OP's mom has, instead, opted to call her granddaughter "mouse" in her native tongue, and during a video call, OP's MIL asked what was up with the nickname.

"My MIL asked what she was saying, I told them that she was calling her mouse. My MIL laughed about it and asked why she didn't just call the baby by her name," OP wrote. "I said she couldn't say the name which made my MIL laugh harder and ask for my mom to 'just try.' I gave an excuse for the call to end, and my wife had an argument with her mother about making fun of my mom."

The fact that his mom was laughed at didn't sit well with OP or his mom. "My mom isn't fluent in English, but she knew she was being laughed at. She was extremely embarrassed by it all and hasn't wanted to speak to anybody since."

It was then that OP realized this could not continue, and he asked his wife if they could change their daughter's name.

"That night, I asked my wife if we could think about changing the baby's name so my mom might have a chance to say it. I tried explaining how hard it was for her, but my wife kept shutting me down and saying that it just wasn't possible."

OP said his wife was worried changing their kid's name would be "more embarrassing to tell everyone we'd changed the name" since OP's mom "couldn't figure it out." OP said his wife told him he should have his mom "work harder on English, not us give into her 'demands.' — even though she asked for nothing of the sort."

OP said he tried to compromise, asking to call their daughter by her middle name.

"I tried to offer a compromise, saying we could make her current name a middle name, and explaining how important it was to me that my mom could have an active role in our baby's life." He said his wife told him that if "I pushed any further, she would have to push for separation."

"She said that I was asking her to compromise on her values and destroy our baby's identity," he continued. "I don't think it's unreasonable — she's 3 weeks old, it's not like she's been her name for 30 years."

He then asked the community 'AITA for telling my wife I want to change our baby's name?'

Reddit was really divided on if OP is wrong for asking.
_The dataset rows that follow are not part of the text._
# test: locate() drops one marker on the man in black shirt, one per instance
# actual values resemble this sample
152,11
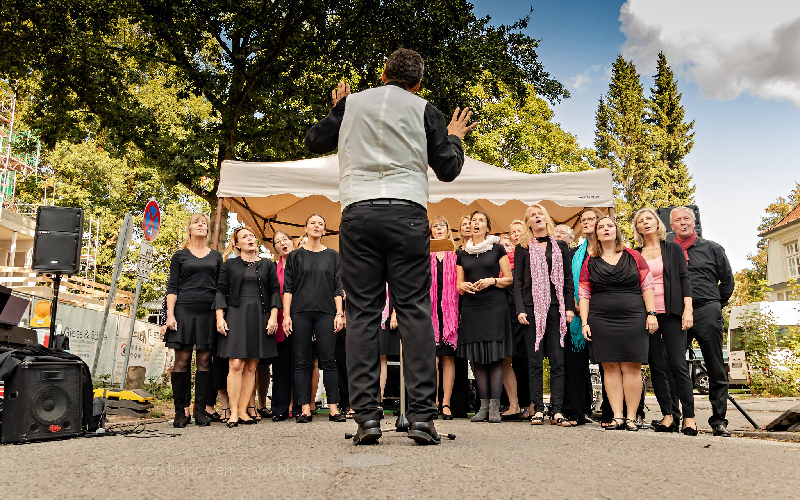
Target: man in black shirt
386,139
712,285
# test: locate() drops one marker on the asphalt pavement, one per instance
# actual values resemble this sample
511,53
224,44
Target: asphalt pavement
313,461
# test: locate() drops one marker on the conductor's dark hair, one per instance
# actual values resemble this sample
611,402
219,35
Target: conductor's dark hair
405,66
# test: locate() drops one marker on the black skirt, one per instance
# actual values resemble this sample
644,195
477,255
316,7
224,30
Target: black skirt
197,328
247,332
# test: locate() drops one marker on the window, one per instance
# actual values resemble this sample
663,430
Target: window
793,257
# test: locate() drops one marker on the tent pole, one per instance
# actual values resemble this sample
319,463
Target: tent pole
217,222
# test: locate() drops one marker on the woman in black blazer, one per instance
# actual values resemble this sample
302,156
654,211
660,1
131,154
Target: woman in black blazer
247,302
673,294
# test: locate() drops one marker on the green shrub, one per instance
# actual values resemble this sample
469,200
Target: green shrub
773,356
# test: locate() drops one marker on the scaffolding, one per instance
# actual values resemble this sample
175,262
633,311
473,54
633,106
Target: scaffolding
19,151
90,247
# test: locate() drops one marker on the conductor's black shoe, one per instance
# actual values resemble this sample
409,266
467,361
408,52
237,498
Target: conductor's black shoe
368,432
720,430
424,433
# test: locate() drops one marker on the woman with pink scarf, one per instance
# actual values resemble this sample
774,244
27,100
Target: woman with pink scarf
544,300
444,312
283,365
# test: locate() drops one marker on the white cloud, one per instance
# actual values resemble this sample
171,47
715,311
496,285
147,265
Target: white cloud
728,47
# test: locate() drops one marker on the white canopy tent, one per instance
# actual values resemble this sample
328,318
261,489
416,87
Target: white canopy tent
281,195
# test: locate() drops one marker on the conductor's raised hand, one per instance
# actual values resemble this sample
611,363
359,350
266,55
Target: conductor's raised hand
459,125
340,92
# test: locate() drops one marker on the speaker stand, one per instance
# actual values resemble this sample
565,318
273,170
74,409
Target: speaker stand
53,308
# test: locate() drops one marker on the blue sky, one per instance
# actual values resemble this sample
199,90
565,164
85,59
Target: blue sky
738,67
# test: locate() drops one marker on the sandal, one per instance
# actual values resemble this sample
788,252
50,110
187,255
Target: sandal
447,416
255,417
561,422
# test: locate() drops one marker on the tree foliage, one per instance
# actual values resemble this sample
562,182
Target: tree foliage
644,140
521,135
622,140
672,140
247,78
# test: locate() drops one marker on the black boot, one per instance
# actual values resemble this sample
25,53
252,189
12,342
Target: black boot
201,381
180,382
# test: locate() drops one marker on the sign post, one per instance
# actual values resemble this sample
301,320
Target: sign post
125,232
150,226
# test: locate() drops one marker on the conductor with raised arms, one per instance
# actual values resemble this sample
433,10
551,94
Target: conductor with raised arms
386,138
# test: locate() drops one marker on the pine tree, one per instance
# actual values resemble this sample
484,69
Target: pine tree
622,142
672,140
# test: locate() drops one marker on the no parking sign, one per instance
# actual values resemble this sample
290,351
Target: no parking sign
152,220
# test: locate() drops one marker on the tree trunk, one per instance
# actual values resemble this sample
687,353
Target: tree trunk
219,244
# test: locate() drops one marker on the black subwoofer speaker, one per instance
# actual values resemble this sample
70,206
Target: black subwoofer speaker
57,243
43,400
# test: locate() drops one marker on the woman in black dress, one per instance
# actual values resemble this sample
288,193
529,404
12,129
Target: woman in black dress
673,299
312,303
544,301
247,303
484,334
444,313
617,311
191,286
Some thought it was no big deal because their daughter is only 3 weeks old, whereas others said it's not something that should change.

"NAH. But this is ridiculous," one person wrote. "Plenty of kids have nicknames and the baby will not get confused it does not know things yet. Find a cute nickname you like that your mom can say and have her say that. If people ask just tell them it's my mom's nickname for her."

Another person pointed out the dad isn't the one being a jerk. "The only AH here is your MIL," the person wrote. "It seems to me she's the only one here with any real issue with the nickname, your wife seemed relatively understanding of it until you insisted on completely changing the baby's name."

Another disagreed, writing that the OP was in the wrong. "You can't suddenly tell your wife that the name you've both bonded over and chosen since before the little was born, now needs to be changed just because your mother has a hard time pronouncing it! No no no!"

"YTA. The baby already has a name," another comment read. "You shouldn't change it just because your mother can't say it. Maybe see if your mother can say an actual nickname of it, or her actual middle name."

There is nothing wrong with having a nickname for a baby – and we happen to think mouse is adorable.